The issue of hallucination is a major question still be to resolved. Google is well aware of the problem of course. Third party extensions, Google's Knowledge Graph and other enhancements to Bard may rectify the issue to a significant degree.

Google may have decided it needed to go all in on Bard (i.e., apps, Knowledge Graph, extensions) and make it co-equal to SGE in terms of content, after ChatGPT announced plug-ins, which could make it a viable search challenger. The company is pursuing a dual path, apparently, to see how consumers respond to each and see what sticks.

Ads Not Impacted

One thing that seemingly won't be impacted in any significant way by SGE is ads. In the screenshot below, Google shows a commercial query with an AI Snapshot. The large Snapshot appears below Shopping Ads. Google also said that the company was "exploring different ways to integrate [ads] as we roll out new experiences." Thus there may be ads, as speculated, within the AI Snapshot. It goes without saying that Google will be integrating ads into Bard results: "because ads are helpful content."

Source: Google I/O

We don't really know what local will look like within SGE or how the Local Pack could be impacted. For example, will there be a reconfigured version of the Local Pack (an AI Pack) for Snapshot or will Snapshot for local queries be something entirely different? Google is probably trying to work all this out.

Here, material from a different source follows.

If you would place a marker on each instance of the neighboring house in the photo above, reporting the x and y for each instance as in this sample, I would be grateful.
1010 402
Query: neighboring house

Local Services Ads (LSAs) have proven to be very successful for Google and I wouldn't expect them to go away. Indeed, SGE could make LSAs even more prominent and important than they are today.

Competing with Amazon

SGE and Bard+ could together help Google claw back share from Amazon in product search. Somewhere between 50% and 70% of shoppers start their buying journeys on Amazon. But Google's combined assets (i.e., Shopping Graph, local inventory data and other capabilities) could potentially deliver a better experience in Bard – especially as Amazon over monetizes SERPs and sees more review fraud.

Imagine a version of the following prompt: "Show me the highest rated air purifiers and all the stores within 10 miles that currently have them in stock; also show me e-commerce sites selling the same machines and their prices." Answering this type of complex query is now possible with AI chat. It's just a question of the data, which Google presumably has. Amazon couldn't match that output.

In this kind hypothetical query, ads will be showcased and may take on even greater prominence in the SERP. Organic results may be less visible and we can imagine more zero-click results under the new AI regime on SGE and especially Bard+.

As a consumer I don't necessarily want to wade through lots of third party information – especially AI-generated bland/thin content – and have to evaluate its credibility. (This is one of the reasons behind the flight to TikTok by some people: SERP fatigue.) If Google gives me answers or a qualified list, that may be enough.  

Zero Click, SEO and BingGPT

The impact of SGE and Bard+ on consumers will likely be positive; most will probably welcome the enhanced search capabilities AI brings. SEOs may be less enthusiastic as prime organic slots are pushed further down the page. AI Snapshot SEO and Bard+ SEO are wildcards at the moment. It's still very early.

It's probably safe to say that as AI gets better, zero-click SERPs will become more prevalent. AI SERPs are the ultimate expression of "answers not links." There will clearly be instances where a user wants to verify information or go deeper but in a large number of use cases the AI answer may be sufficient. We'll need to wait and see over the next six months as these products evolve.

Finally, BingGPT's ascendancy is probably over. The AI capabilities Google showcased today will likely keep most Google users at home. Bing may continue to grow but Google has pretty much answered Bing feature for feature and gone beyond what BingGPT today offers. Microsoft will have to up its game. I believe that ChatGPT (with plug-ins) is ultimately more competitive with Google than BingGPT – as it currently stands.